The team presented their paper, “If You’ve Trained One You’ve Trained Them All: Inter-Architecture Similarity Increases With Robustness,” at the Conference on Uncertainty in Artificial Intelligence.
Haydn Jones is a researcher in the Advanced Research in Cyber Systems group at Los Alamos and lead author of the research paper.
Better Understanding Neural Networks
“The artificial intelligence research community doesn’t necessarily have a complete understanding of what neural networks are doing; they give us good results, but we don’t know how or why,” Jones said. “Our new method does a better job of comparing neural networks, which is a crucial step toward better understanding the mathematics behind AI.
The new research will also play a role in helping experts understand the behavior of robust neural networks.
While neural networks are high performance, they are also fragile. Small changes in conditions, such as a partially covered stop sign that’s being processed by an autonomous vehicle, can cause the neural network to misidentify the sign. This means it might never stop, which can prove dangerous.

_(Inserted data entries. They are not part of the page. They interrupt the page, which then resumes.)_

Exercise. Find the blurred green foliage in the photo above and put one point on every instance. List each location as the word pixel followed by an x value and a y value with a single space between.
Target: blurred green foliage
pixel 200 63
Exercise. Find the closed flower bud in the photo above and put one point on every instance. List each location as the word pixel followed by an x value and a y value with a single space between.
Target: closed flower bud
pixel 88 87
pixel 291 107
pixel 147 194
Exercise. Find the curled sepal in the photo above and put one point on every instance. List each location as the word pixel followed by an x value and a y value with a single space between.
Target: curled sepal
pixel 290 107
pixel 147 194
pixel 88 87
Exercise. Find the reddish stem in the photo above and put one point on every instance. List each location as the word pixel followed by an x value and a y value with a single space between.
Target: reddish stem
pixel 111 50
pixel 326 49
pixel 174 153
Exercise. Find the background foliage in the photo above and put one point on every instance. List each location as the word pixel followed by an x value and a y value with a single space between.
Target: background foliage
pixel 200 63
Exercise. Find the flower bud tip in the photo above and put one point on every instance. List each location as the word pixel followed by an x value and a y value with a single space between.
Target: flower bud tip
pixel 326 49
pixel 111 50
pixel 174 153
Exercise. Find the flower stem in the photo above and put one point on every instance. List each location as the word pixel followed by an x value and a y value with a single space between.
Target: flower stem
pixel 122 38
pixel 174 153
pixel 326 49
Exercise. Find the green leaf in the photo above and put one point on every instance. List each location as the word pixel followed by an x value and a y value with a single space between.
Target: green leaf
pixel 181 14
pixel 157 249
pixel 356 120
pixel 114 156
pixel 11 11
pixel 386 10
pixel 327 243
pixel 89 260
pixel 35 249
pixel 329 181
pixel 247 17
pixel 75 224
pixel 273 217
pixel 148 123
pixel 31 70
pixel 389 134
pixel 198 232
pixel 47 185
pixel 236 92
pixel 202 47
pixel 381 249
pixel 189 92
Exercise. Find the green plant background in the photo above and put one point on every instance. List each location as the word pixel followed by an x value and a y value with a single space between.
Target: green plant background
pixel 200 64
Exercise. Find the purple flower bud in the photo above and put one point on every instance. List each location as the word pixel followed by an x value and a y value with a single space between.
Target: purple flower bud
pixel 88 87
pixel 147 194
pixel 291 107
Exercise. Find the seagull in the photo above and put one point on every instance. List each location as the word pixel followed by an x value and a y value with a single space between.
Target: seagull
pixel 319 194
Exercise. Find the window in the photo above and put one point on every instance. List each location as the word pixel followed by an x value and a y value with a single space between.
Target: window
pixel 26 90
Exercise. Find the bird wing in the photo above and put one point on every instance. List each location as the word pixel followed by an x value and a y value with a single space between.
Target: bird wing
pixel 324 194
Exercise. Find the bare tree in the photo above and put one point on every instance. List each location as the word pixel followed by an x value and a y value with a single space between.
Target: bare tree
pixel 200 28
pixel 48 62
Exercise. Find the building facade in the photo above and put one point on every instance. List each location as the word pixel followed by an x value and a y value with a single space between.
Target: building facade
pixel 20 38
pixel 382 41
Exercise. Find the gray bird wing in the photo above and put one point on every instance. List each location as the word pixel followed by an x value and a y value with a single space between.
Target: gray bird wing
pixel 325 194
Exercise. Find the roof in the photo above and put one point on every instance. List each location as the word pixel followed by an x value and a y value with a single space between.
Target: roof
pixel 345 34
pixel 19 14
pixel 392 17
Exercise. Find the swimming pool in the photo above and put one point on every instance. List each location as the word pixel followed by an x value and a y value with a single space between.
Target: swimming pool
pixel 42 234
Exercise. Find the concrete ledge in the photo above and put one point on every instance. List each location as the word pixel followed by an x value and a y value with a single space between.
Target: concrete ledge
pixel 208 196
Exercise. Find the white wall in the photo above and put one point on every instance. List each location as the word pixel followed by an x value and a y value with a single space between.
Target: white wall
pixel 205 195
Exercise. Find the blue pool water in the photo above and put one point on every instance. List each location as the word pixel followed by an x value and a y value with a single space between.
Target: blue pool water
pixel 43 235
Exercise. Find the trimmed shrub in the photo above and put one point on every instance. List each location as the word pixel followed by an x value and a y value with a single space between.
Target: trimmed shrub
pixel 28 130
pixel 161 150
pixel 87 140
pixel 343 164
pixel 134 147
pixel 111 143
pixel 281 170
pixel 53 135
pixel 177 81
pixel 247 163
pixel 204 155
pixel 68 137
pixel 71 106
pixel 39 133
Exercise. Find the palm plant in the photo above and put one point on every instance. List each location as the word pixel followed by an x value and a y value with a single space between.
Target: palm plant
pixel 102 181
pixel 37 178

Adversarial Training Neural Networks
The researchers set out to improve these types of neural networks by looking at ways to improve network robustness. One of the approaches involves “attacking” networks during their training process, where the researchers intentionally introduce aberrations while training the AI to ignore them. The process, which is referred to as adversarial training, makes it harder for the networks to be fooled.

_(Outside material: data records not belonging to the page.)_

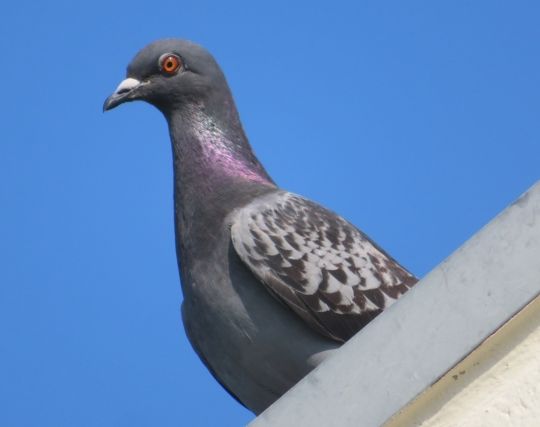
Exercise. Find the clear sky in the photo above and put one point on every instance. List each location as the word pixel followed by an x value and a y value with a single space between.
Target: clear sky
pixel 418 121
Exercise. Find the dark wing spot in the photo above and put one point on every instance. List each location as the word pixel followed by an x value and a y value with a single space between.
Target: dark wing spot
pixel 339 274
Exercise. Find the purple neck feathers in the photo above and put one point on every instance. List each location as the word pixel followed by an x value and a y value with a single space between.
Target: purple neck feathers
pixel 215 169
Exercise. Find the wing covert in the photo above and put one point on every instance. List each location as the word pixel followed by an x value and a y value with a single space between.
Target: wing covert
pixel 320 265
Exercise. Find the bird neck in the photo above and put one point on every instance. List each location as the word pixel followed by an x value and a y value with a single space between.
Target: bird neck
pixel 214 168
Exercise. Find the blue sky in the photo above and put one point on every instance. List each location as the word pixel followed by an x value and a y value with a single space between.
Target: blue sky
pixel 418 121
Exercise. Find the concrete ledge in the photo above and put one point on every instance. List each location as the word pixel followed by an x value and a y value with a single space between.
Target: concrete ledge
pixel 433 327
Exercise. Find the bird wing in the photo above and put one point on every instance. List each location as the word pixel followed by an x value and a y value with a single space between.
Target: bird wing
pixel 317 263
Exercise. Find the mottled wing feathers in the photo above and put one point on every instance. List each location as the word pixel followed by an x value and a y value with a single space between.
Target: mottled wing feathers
pixel 317 263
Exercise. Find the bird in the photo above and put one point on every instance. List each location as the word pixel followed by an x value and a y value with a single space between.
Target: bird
pixel 272 282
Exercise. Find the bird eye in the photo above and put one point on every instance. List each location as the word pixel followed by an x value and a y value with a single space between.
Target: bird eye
pixel 170 63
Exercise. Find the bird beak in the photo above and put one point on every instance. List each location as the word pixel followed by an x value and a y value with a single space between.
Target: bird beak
pixel 123 93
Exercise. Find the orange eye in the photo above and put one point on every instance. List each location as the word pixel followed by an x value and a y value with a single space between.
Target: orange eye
pixel 170 63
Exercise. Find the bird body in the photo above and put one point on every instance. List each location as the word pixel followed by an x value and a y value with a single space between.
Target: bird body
pixel 272 282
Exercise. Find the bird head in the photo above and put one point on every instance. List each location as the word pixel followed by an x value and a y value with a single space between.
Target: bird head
pixel 168 74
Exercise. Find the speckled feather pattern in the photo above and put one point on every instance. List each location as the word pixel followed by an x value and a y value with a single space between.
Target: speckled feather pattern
pixel 317 263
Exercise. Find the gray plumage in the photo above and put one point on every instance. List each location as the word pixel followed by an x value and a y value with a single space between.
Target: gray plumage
pixel 272 282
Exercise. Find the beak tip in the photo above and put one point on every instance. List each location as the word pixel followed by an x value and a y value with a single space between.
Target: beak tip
pixel 109 104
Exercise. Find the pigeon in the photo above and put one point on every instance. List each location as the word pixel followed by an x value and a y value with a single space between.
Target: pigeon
pixel 273 283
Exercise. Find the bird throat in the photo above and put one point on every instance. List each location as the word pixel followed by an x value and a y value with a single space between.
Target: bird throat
pixel 214 166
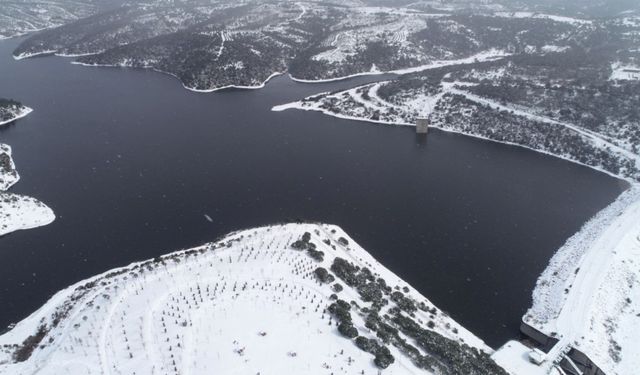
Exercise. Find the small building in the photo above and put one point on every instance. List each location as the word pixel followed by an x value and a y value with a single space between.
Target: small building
pixel 422 125
pixel 537 356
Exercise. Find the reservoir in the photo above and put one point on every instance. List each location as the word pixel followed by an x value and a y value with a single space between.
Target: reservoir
pixel 135 166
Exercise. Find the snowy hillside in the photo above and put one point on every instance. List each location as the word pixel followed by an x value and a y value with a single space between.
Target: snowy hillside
pixel 11 110
pixel 296 298
pixel 19 17
pixel 587 297
pixel 17 211
pixel 570 103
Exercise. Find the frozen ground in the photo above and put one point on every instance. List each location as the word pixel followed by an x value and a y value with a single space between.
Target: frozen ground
pixel 248 304
pixel 11 113
pixel 17 211
pixel 587 297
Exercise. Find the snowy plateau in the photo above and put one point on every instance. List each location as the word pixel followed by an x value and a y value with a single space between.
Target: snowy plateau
pixel 17 212
pixel 305 298
pixel 294 298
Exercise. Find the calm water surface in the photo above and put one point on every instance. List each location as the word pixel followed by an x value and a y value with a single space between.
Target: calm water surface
pixel 131 162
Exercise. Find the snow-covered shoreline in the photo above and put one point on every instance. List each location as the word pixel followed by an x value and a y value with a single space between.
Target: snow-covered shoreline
pixel 18 212
pixel 24 112
pixel 174 298
pixel 220 88
pixel 490 55
pixel 587 295
pixel 298 106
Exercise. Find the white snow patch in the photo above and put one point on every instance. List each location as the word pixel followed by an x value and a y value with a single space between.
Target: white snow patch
pixel 247 304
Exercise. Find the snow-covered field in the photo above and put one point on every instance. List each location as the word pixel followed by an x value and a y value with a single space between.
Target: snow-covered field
pixel 18 212
pixel 14 114
pixel 587 297
pixel 621 72
pixel 247 304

The team applied the new metric of network similarity to adversarially trained neural networks. They were surprised to find that adversarial training causes neural networks in the computer vision domain to converge to similar data representations, no matter the network architecture, as the attack’s magnitude increases.
“We found that when we train neural networks to be robust against adversarial attacks, they begin to do the same things,” Jones said.
This is not the first time experts have sought to find the perfect architecture for neural networks. However, the new findings demonstrate that the introduction of adversarial training closes the gap substantially, which means the AI research community might not need to explore so many new architectures since it’s now known that adversarial training causes diverse architectures to converge to similar solutions.
“By finding that robust neural networks are similar to each other, we’re making it easier to understand how robust AI might really work,” Jones said. “We might even be uncovering hints as to how perception occurs in humans and other animals.”